Australasian shares more tax efficient than cash
The KiwiSaver After-Tax Performance Survey revealed the Tax Cost Ratio –the amount of tax KiwiSaver funds pay on their assets – for all the default funds bar Mercer, which failed to submit its data by the Morningstar deadline.
The survey revealed default funds managed by AMP, ASB, AXA, OnePath and Tower paid between 1.30% and 1.92% of their assets in taxes.
Morningstar co-head of research, Chris Douglas, said that while tax is a determining factor in fund returns, “investors and advisers should be wary about selecting investments on the basis of the likelihood of the amount of tax which will need to be paid.”
The survey also revealed the differing tax treatment of various asset classes, and how efficient Australasian equities are compared to other asset classes.
For instance cash had a tax cost ratio of 0.8% and 0.82% for one and three year periods compared to Australasian equities which came in at 0.50% and 0.22% in those periods.

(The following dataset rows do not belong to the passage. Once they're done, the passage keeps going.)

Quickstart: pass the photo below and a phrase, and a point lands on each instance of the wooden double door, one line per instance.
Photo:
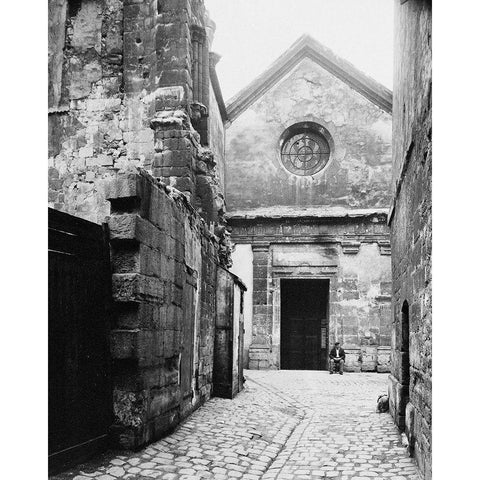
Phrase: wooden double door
(304, 325)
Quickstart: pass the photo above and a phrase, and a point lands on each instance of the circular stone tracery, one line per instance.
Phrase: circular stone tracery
(305, 153)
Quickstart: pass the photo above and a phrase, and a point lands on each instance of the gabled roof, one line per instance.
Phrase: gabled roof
(308, 47)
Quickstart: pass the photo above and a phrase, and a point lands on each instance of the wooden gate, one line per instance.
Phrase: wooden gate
(79, 380)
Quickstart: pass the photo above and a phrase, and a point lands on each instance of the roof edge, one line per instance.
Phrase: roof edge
(308, 47)
(214, 58)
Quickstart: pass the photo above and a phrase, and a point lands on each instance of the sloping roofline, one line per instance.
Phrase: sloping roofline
(308, 47)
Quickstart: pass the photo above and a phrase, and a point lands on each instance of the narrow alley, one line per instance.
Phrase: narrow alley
(285, 425)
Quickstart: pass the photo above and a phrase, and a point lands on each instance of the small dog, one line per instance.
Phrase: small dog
(382, 404)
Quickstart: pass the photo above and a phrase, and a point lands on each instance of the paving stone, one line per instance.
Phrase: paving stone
(284, 425)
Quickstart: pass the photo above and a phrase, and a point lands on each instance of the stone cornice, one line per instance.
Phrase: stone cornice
(214, 59)
(308, 47)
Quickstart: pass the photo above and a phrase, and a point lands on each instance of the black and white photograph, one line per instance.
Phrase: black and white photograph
(240, 242)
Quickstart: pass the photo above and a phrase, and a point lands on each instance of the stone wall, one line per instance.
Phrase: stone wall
(354, 254)
(122, 76)
(411, 228)
(164, 262)
(359, 172)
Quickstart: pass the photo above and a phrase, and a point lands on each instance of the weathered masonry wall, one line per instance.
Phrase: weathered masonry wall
(411, 228)
(359, 173)
(353, 253)
(129, 85)
(164, 262)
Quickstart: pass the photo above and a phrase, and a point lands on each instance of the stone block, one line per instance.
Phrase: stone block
(135, 287)
(123, 344)
(123, 186)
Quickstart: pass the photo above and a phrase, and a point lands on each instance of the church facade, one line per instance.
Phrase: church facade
(308, 174)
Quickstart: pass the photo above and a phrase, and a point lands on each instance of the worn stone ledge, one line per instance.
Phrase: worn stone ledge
(135, 287)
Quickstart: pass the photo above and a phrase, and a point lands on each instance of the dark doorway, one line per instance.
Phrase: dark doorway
(304, 324)
(405, 353)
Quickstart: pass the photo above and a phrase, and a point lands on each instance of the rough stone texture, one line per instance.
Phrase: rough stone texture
(360, 283)
(411, 227)
(164, 262)
(329, 225)
(358, 176)
(284, 425)
(120, 96)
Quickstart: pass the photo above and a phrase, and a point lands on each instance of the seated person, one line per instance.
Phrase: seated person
(337, 355)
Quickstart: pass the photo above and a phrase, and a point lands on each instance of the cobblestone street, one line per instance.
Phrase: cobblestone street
(285, 425)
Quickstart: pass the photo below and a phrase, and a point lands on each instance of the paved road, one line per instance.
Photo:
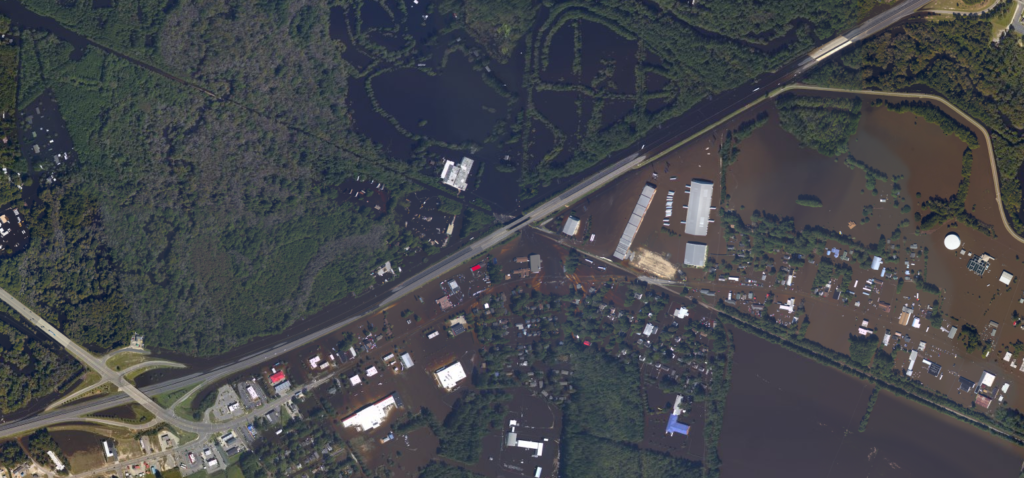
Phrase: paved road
(861, 32)
(1018, 23)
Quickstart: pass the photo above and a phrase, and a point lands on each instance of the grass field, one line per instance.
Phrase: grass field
(168, 399)
(999, 23)
(957, 5)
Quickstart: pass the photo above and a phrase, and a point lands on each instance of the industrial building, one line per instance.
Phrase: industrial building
(698, 208)
(449, 377)
(513, 440)
(456, 175)
(639, 211)
(571, 226)
(696, 255)
(372, 416)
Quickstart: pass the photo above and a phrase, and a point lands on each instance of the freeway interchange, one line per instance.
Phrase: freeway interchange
(720, 109)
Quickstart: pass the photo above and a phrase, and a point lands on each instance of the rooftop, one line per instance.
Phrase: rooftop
(639, 211)
(698, 208)
(450, 376)
(371, 416)
(696, 255)
(457, 175)
(571, 226)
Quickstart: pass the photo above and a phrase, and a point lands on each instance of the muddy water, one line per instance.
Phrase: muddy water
(787, 416)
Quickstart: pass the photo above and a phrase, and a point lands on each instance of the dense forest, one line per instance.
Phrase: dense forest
(603, 424)
(957, 59)
(29, 370)
(198, 223)
(204, 210)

Morninstar says a Tax Cost Ratio of zero indicates that a fund is very tax-efficient, while a 5% Tax Cost Ratio indicates a less tax-efficient offering. For example, if a fund had a 2% Tax Cost Ratio for the three-year time period, it means that on average each year, tax cost an investor 2% of their return.
Douglas said that an absence of capital gains tax on New Zealand and Australian shares meant they were even more tax efficient than cash.
“In fact, when imputation credits are taken into account, we have heard of some KiwiSaver funds providing investors with tax refunds,” he said.
International assets are taxed differently. Any geographical tilts in the investments owned by KiwiSaver funds will therefore have a meaningful impact on the tax paid."
The survey also revealed the vast majority of total KiwiSaver funds under management, 40.2%, is invested in cash and New Zealand bonds.
International shares and international bonds were the only other two categories to have double-digit amounts of KiwiSaver cash invested at 20.3% and 19% respectively.
Despite its tax efficiency, New Zealand and Australian shares account for just 9.5% and 4.6% respectively of KiwiSaver cash.
“A lot of them [KiwiSaver fund managers] are looking to diversify across global equities as well as New Zealand and Australia,” said Douglas.
“But we’re a very small part of the world and a very concentrated market with some very sector-specific concentrations.”